Image editing software represents the most fundamental and widely used category of photographic software, providing the tools for adjusting, correcting, retouching, and creatively transforming digital photographs after capture. Adobe Photoshop - first released in 1990 and continuously developed ever since - has been the dominant professional image editing application throughout the digital photography era, offering an extraordinarily comprehensive set of tools for pixel level image manipulation, colour correction, compositing, retouching, and creative effects that has made it the industry standard for professional photographers, retouchers, and graphic designers worldwide. Adobe Lightroom, introduced in 2007, addressed the specific workflow needs of photographers working with large volumes of RAW image files, combining a non-destructive RAW processing engine with comprehensive cataloguing, organisation, and output tools in a single integrated workflow application that has become the primary image management and processing tool for the majority of professional and enthusiast photographers.

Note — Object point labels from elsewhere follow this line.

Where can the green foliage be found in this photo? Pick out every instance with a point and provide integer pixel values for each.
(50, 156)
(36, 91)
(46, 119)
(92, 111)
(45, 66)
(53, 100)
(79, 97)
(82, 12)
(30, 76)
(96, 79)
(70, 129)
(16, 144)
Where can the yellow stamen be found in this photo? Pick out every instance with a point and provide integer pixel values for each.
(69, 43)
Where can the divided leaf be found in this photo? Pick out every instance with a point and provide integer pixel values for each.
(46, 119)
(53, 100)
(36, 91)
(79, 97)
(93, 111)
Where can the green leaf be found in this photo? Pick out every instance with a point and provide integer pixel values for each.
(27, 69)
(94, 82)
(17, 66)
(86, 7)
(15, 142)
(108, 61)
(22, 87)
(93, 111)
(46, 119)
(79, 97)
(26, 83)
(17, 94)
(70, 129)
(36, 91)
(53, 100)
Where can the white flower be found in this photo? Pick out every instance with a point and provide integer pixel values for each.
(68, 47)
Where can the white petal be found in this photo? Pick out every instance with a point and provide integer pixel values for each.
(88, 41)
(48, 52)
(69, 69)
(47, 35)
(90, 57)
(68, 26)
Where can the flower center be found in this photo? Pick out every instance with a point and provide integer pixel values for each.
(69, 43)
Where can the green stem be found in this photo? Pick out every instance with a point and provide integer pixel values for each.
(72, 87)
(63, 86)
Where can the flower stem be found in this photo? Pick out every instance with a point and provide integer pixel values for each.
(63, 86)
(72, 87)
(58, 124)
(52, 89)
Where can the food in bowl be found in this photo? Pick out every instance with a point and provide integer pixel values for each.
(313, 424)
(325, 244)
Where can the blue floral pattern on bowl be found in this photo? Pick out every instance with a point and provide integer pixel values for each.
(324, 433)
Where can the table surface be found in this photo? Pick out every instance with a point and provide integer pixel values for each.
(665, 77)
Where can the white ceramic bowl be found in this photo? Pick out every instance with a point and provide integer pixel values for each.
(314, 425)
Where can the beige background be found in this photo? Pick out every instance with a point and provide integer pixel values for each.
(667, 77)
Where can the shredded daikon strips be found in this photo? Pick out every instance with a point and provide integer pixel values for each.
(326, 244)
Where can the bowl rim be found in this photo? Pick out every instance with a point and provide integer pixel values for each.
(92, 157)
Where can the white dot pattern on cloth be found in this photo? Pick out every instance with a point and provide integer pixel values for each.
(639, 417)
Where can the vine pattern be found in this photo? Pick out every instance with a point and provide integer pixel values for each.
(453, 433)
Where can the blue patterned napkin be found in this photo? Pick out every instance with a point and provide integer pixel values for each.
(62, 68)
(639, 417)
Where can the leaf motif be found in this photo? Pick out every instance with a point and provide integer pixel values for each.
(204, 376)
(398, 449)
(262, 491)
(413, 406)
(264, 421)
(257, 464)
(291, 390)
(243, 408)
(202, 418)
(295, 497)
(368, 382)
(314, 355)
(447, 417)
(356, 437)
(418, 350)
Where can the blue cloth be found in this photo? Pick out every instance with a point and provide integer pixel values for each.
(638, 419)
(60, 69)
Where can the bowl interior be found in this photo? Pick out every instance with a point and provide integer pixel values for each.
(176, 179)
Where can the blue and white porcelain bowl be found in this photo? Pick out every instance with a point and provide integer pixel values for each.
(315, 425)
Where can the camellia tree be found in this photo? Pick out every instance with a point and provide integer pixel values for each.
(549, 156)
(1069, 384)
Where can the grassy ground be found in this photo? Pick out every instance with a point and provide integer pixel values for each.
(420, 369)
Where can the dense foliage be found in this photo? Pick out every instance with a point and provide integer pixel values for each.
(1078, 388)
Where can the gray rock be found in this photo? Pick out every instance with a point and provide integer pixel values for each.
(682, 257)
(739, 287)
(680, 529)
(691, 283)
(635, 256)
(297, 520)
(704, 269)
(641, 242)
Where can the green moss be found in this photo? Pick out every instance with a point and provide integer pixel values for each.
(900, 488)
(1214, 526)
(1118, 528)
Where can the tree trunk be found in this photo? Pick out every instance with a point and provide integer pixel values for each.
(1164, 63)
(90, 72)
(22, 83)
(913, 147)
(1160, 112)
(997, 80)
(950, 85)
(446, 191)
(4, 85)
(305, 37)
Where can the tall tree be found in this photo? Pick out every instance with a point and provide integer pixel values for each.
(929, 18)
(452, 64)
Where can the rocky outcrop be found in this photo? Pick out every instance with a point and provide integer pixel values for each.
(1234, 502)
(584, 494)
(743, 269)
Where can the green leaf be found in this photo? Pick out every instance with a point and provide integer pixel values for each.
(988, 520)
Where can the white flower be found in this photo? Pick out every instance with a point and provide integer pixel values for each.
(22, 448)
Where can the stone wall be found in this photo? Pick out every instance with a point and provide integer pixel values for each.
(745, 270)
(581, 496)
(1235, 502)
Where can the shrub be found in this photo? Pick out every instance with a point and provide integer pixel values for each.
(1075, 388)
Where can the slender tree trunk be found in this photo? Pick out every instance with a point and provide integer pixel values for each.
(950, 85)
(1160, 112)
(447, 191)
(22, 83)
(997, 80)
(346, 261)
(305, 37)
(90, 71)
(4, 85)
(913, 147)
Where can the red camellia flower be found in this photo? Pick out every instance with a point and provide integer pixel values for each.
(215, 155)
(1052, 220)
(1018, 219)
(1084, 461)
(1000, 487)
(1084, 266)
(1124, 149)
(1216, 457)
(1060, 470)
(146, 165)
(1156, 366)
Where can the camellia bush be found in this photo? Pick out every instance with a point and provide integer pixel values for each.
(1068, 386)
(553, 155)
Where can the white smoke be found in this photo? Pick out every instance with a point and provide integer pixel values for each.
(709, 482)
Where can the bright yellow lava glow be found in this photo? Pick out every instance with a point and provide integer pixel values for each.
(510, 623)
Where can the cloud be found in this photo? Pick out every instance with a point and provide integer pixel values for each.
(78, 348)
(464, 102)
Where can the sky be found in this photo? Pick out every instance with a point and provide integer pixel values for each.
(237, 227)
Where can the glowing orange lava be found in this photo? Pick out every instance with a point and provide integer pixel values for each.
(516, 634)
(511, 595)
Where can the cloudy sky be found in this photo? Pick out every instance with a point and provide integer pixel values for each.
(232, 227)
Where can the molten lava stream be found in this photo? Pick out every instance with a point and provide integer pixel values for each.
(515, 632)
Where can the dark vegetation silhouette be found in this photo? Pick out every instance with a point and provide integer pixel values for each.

RAW conversion software interprets and processes the raw sensor data captured by digital cameras - which stores the unprocessed light measurements recorded by each photosite of the image sensor - and converts it to viewable image files by applying demosaicing, noise reduction, sharpening, colour correction, and numerous other processing operations. While camera manufacturers provide their own proprietary RAW conversion software - such as Canon's Digital Photo Professional and Nikon's Capture NX - third party applications including Adobe Camera Raw, Capture One, DxO PhotoLab, and others offer alternative RAW processing engines with their own distinctive rendering characteristics, colour science, and processing tools that many photographers prefer for the quality of results they produce from specific cameras and film simulations.

Image management and digital asset management software provides the tools for organising, cataloguing, searching, and archiving large collections of digital photographs, allowing photographers to efficiently locate specific images within libraries containing thousands or millions of files using keywords, metadata, ratings, colour labels, and visual search tools. Dedicated photo management applications including Adobe Lightroom, Capture One, Photo Mechanic, and Apple Photos offer different combinations of organisational capability, processing tools, and workflow integration suited to different working methods and scales of image library management.

Beyond these core categories, photographic software encompasses a broad range of specialist applications including panoramic stitching software for assembling multi-frame panoramas, HDR processing software for combining multiple exposures into high dynamic range images, focus stacking software for combining multiple frames of different focus distances into images of extended depth of field, noise reduction software for improving the quality of high ISO images, printing software for managing colour managed output to inkjet and other printers, and a vast range of creative and artistic processing applications, plug-ins, and filters that extend the capabilities of core image editing platforms with specialist tools for specific creative and technical applications.

The development of cloud based software delivery and subscription licensing models - pioneered in the photographic software market by Adobe's Creative Cloud subscription service launched in 2013 - has significantly changed the way photographers access and pay for software, replacing the traditional model of purchasing perpetual licences for specific software versions with ongoing subscription access to continuously updated software delivered via the internet. This model ensures that subscribers always have access to the latest features and improvements, but has been a source of ongoing debate within the photographic community regarding the long term cost implications and the dependency on continued subscription payments for access to essential workflow tools.